Embora o estudo de Williamson enfoque o início da amizade de Borges com Bioy Casares, 15 anos mais novo, e relate o rompimento entre eles com a chegada de Kodama, desconsidera quase absolutamente sua relação com o escritor Ernesto Sabato, morto 30 de abril último (Confira a reportagem Dom Quixote Lúgebre - O escritor Ernesto Sabato, morto aos 99 anos, caminhou entre o pessimismo e a crença de que o pensamento poético salvaria o mundo das atrocidades). Mas Borges manteve uma proximidade- de três décadas com ele, a partir dos anos 40. “Não estou de acordo de que foram muito amigos”, contesta Williamson. “Houve uma ruptura muito forte entre os dois depois da queda de Perón, em 1955, quando Sabato expressou simpatia pelas massas que apoiaram Perón, o que enfureceu Borges.” O biógrafo ignora até mesmo que tenham estabelecido diálogos literários e filosóficos extensos entre 1974 e 1975, incluídos no livro Diálogos: Borges/Sabato, de Orlando Barone.

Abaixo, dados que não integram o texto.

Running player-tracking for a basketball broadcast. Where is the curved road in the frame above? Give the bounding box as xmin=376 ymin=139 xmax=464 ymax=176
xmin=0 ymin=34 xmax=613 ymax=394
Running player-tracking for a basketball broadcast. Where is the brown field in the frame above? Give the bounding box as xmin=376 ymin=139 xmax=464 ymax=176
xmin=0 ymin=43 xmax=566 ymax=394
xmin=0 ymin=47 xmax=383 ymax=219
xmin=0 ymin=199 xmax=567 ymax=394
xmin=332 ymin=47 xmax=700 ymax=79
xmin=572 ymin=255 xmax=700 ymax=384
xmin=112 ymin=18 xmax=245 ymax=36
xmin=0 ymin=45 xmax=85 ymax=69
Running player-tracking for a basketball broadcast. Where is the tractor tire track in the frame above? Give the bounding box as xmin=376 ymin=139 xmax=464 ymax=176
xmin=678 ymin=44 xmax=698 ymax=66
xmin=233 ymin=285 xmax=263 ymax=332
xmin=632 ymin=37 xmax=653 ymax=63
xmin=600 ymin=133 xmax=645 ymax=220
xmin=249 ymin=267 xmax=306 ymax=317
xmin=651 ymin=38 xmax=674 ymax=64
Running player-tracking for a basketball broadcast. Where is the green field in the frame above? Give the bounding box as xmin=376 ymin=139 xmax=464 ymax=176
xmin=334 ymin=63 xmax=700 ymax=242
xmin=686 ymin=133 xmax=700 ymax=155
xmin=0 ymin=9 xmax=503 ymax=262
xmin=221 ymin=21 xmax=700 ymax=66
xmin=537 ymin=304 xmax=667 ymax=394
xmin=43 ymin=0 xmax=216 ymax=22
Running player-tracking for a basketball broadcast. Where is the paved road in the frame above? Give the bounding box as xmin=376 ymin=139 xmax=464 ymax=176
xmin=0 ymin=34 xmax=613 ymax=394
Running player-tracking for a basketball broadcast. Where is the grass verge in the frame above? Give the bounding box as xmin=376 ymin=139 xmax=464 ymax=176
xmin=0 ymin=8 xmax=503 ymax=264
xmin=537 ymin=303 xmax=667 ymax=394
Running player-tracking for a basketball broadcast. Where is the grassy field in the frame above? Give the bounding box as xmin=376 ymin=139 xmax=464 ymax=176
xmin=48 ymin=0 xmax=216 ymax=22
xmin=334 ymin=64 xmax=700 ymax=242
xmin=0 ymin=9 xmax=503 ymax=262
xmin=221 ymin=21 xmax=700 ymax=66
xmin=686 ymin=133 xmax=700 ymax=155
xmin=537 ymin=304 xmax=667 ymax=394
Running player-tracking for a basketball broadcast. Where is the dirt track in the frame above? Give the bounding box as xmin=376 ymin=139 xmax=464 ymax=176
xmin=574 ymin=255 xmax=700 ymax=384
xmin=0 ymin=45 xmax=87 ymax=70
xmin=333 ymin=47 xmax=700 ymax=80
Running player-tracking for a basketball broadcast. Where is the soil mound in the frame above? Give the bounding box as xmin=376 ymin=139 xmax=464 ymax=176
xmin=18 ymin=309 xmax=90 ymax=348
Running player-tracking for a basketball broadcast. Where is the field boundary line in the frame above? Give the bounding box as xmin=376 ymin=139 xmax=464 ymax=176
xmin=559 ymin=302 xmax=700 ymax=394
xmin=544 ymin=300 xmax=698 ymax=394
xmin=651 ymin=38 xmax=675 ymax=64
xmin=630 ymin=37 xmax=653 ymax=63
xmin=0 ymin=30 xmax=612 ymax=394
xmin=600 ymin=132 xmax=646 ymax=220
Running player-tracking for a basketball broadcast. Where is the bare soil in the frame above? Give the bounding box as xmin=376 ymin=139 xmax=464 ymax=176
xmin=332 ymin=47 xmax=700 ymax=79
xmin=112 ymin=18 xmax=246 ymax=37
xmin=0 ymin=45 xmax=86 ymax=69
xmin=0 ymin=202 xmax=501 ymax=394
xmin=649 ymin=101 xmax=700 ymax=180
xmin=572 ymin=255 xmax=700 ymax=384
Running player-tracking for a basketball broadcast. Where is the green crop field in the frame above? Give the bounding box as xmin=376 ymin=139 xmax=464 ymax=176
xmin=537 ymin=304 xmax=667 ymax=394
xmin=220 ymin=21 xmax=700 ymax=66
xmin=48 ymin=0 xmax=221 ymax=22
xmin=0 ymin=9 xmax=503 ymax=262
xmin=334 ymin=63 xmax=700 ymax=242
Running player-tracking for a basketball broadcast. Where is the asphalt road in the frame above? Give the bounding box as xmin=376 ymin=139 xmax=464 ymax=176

Em parte por não se tratar de uma biografia literária, antes um estudo cultural baseado em indícios trazidos pela literatura, o livro de Williamson não possa se deter no relacionamento prazerosamente cerebral que Borges manteve com Sabato. O biógrafo, que trabalha com boa documentação, impõe-se por vezes a tarefa de explicar os mistérios, o que pode enfraquecer suas conclusões, aproximando-o perigosamente de um personagem de Borges em seu labirinto. Será preciso sempre lembrar a crença do escritor, expressa pelo próprio Edwin Williamson à página 268 de seu livro: para Borges, a ficção não era um espelho do mundo, mas um jogo de símbolos que seguia regras mais próximas das leis da magia do que daquelas da realidade, ao fim incognoscível. A literatura estava enraizada na experiência do autor, mas essa experiência primordial não deveria ser expressa diretamente a quem o lia.